The sad truth is NONE of these companies will end up doing anything for aging
They use it purely as window dressing for dumb money investors - In-Silico does this constantly
What typically happens in these shops is the "drug discovery as a service" model initially brings in some cash upfront, and some pharma partner name recognition, but it's never enough for adequate venture returns, and the investors end up having the company pivot towards a couple internal drug development candidates (low hanging fruit sorts) while all else gets lost to time
There should be no connection of this model to the longevity space - it's apples and oranges
Before criticizing the drug discovery approach when it comes to longevity in the context of Insilico, check out the publication list (https://scholar.google.com/citations?hl=en&user=8Icccp0AAAAJ), and the target discovery platform (www.pharma.ai). Without a better understanding of the biology of aging and disease, it will be impossible to make substantial progress. Our approach allows performing industry-scale research in biology while maximizing shareholder value (companies need to deliver returns to investors).
To learn more about the different credible business models from top VCs and learn from top scientists in the field, mark your calendars for http://www.AgingPharma.org - 9th Annual ARDD conference.
And before criticizing the investors supporting this industry, try to build a better business model and pitch to Y-Combinator and similar platforms. This should help.

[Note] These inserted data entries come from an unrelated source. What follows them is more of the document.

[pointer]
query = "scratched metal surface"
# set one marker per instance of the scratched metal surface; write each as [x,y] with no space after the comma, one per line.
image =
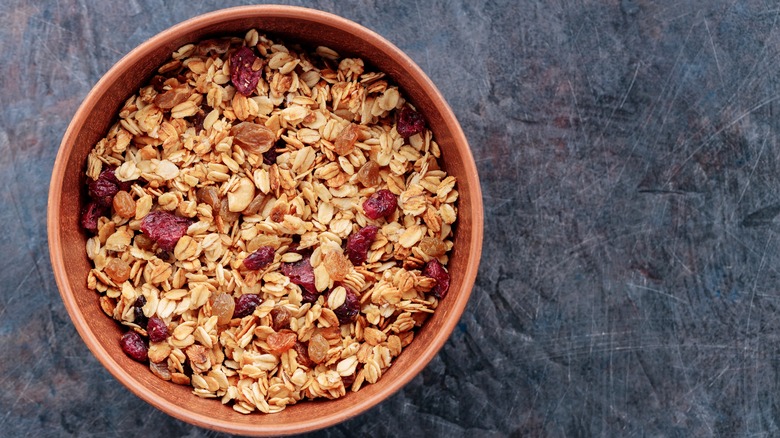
[629,160]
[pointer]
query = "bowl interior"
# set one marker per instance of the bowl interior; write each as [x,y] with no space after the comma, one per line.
[97,113]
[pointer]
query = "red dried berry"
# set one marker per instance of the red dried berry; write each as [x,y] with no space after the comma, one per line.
[410,122]
[348,311]
[133,345]
[138,312]
[246,305]
[381,204]
[243,72]
[90,216]
[302,274]
[164,228]
[260,258]
[103,189]
[359,243]
[157,329]
[435,270]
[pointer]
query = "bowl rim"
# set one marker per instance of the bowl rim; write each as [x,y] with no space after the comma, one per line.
[55,235]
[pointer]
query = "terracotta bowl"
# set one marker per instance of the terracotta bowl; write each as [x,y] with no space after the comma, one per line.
[97,113]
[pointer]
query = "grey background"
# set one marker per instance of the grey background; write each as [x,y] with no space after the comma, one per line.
[629,162]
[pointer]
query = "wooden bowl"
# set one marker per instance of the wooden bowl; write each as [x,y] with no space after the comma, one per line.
[98,112]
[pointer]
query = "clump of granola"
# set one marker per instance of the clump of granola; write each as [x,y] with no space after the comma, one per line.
[270,224]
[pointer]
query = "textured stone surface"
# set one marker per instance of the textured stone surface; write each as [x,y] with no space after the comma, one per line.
[629,159]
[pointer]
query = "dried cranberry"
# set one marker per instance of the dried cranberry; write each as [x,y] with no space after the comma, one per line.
[138,312]
[242,70]
[103,189]
[381,204]
[164,228]
[157,329]
[302,274]
[348,311]
[410,122]
[359,243]
[435,270]
[90,216]
[133,345]
[246,305]
[260,258]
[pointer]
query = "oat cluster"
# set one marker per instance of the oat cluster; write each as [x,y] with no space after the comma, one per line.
[227,217]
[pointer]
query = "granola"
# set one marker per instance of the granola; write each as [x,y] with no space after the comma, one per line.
[263,218]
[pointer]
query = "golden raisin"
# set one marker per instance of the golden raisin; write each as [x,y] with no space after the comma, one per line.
[318,348]
[118,270]
[345,141]
[337,265]
[223,307]
[124,205]
[253,137]
[303,354]
[432,246]
[368,175]
[280,342]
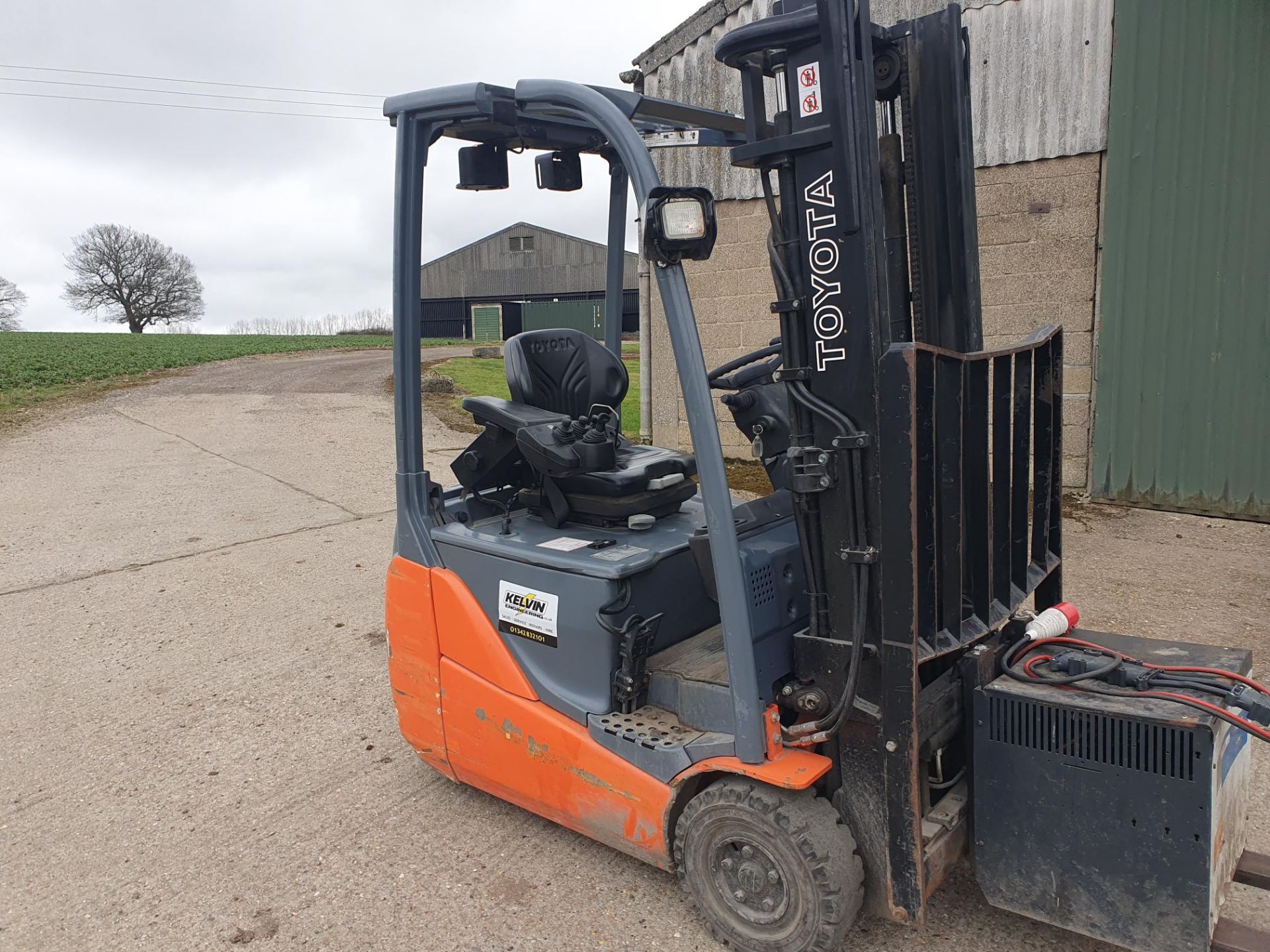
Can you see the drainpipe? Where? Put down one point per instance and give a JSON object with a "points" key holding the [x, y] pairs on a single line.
{"points": [[635, 78]]}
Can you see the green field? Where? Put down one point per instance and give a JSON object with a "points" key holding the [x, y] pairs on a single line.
{"points": [[484, 377], [37, 366]]}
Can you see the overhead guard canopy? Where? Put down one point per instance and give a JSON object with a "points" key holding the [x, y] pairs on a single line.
{"points": [[484, 113]]}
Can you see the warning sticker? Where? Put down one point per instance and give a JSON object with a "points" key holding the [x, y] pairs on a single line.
{"points": [[616, 554], [810, 89], [564, 543], [527, 614]]}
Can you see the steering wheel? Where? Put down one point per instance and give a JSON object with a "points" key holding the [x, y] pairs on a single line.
{"points": [[726, 376]]}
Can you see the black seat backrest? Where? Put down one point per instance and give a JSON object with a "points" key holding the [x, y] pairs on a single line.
{"points": [[563, 371]]}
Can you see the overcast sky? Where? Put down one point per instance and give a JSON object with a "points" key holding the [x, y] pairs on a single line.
{"points": [[281, 216]]}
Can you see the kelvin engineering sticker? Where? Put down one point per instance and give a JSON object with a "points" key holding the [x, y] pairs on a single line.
{"points": [[527, 614]]}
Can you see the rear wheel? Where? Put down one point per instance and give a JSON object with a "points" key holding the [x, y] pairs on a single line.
{"points": [[770, 869]]}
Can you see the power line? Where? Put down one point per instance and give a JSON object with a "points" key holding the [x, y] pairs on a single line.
{"points": [[187, 106], [202, 83], [182, 93]]}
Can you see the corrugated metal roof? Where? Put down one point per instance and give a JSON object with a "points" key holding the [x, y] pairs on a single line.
{"points": [[559, 264], [1040, 77], [1184, 340], [693, 75], [1039, 80]]}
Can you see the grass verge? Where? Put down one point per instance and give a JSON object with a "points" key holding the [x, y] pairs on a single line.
{"points": [[36, 367]]}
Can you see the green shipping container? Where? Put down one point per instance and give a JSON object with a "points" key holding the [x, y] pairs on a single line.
{"points": [[587, 317], [488, 323]]}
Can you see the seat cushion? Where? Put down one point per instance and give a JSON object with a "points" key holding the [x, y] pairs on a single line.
{"points": [[635, 465], [508, 415]]}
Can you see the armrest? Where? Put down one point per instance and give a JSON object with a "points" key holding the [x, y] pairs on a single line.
{"points": [[508, 415]]}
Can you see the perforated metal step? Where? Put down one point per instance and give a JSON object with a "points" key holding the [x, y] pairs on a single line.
{"points": [[651, 728], [656, 740]]}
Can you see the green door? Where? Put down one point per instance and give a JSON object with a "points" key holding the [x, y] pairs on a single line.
{"points": [[487, 321], [1183, 400]]}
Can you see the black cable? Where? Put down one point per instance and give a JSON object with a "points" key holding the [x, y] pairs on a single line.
{"points": [[1177, 699], [185, 93], [616, 606], [186, 106], [201, 83]]}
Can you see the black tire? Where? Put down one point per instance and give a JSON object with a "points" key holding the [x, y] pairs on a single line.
{"points": [[771, 870]]}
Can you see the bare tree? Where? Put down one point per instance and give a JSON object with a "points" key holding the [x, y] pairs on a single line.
{"points": [[12, 301], [127, 277]]}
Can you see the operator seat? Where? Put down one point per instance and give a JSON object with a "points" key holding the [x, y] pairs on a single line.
{"points": [[556, 377]]}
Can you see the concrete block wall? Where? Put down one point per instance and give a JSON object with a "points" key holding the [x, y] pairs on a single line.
{"points": [[1038, 244], [1038, 257]]}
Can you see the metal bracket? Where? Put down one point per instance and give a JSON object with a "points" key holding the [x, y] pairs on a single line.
{"points": [[857, 442], [813, 469], [868, 555], [788, 374]]}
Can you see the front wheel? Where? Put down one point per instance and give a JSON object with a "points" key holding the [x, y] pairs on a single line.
{"points": [[770, 869]]}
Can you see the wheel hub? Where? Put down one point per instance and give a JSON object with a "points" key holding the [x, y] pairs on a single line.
{"points": [[749, 881]]}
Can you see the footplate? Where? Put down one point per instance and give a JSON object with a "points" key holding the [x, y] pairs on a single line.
{"points": [[656, 740]]}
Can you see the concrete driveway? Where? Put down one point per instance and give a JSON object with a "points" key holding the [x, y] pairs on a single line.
{"points": [[197, 742]]}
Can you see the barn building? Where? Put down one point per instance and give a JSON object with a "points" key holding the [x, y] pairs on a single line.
{"points": [[523, 277]]}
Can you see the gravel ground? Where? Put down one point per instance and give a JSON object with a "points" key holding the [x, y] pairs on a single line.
{"points": [[200, 748]]}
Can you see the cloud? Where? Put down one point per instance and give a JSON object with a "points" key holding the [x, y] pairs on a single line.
{"points": [[282, 216]]}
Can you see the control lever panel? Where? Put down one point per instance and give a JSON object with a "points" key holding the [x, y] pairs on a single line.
{"points": [[585, 444]]}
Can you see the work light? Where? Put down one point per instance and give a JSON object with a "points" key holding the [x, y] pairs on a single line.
{"points": [[680, 223]]}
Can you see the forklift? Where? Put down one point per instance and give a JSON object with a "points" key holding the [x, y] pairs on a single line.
{"points": [[820, 701]]}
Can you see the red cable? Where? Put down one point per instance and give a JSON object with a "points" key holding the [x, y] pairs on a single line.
{"points": [[1242, 723], [1218, 672]]}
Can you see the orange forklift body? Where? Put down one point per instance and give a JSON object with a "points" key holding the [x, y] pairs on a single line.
{"points": [[468, 710]]}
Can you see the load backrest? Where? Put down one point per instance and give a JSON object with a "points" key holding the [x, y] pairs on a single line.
{"points": [[563, 371]]}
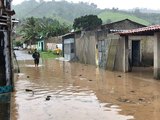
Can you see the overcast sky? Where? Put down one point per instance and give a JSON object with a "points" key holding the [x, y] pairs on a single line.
{"points": [[121, 4]]}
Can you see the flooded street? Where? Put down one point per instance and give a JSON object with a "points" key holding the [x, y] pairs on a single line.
{"points": [[59, 90]]}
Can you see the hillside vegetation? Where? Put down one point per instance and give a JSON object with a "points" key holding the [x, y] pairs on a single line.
{"points": [[66, 12]]}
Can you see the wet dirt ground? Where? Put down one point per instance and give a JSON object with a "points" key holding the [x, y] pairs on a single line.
{"points": [[59, 90]]}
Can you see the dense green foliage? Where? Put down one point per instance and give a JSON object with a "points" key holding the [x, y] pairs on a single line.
{"points": [[33, 29], [87, 22], [111, 16], [66, 12]]}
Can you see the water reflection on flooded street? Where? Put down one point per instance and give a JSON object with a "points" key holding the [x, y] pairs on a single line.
{"points": [[59, 90]]}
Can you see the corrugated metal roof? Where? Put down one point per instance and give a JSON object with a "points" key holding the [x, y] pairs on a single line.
{"points": [[142, 30]]}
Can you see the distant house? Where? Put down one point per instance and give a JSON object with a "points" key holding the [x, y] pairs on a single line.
{"points": [[144, 47], [68, 42], [49, 44], [100, 46]]}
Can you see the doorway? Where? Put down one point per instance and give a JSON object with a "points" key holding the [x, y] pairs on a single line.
{"points": [[136, 53]]}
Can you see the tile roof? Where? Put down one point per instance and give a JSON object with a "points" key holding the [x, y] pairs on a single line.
{"points": [[143, 30]]}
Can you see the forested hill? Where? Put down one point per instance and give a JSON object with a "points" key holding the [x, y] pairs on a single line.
{"points": [[66, 12], [54, 9]]}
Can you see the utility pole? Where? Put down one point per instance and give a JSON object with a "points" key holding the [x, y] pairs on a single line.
{"points": [[6, 66]]}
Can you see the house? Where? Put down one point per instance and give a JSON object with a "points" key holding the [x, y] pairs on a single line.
{"points": [[100, 46], [144, 46], [68, 42]]}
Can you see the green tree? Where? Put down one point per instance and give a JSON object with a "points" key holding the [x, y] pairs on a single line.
{"points": [[87, 22], [35, 28]]}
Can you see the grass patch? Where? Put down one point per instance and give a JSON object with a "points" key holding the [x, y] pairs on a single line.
{"points": [[48, 55]]}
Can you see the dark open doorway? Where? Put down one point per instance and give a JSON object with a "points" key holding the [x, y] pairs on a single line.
{"points": [[136, 53]]}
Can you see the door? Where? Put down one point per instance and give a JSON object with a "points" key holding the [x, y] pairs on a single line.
{"points": [[136, 53]]}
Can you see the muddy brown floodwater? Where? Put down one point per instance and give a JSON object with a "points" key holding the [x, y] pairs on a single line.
{"points": [[58, 90]]}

If you are interested in hot jobs in longevity - attend the longevity job fair tomorrow:
https://lu.ma/odlb-job-fair
That's all well and good Dr. Zhavoronkov
But you know if/when your first drug hits a decent endpoint in the clinic, whatever the indication is, your investors will jettison the rest of your assets
No drug discovery platform is ever valued anywhere near a lead drug candidate
The history of the industry is littered with that graveyard
@Alex Zhavoronkov: Agreed that we need an escape from the regulatory capture business model hell that the medical industry is in; some other option beyond useless supplements/cosmetics and the crushing FDA path for therapies.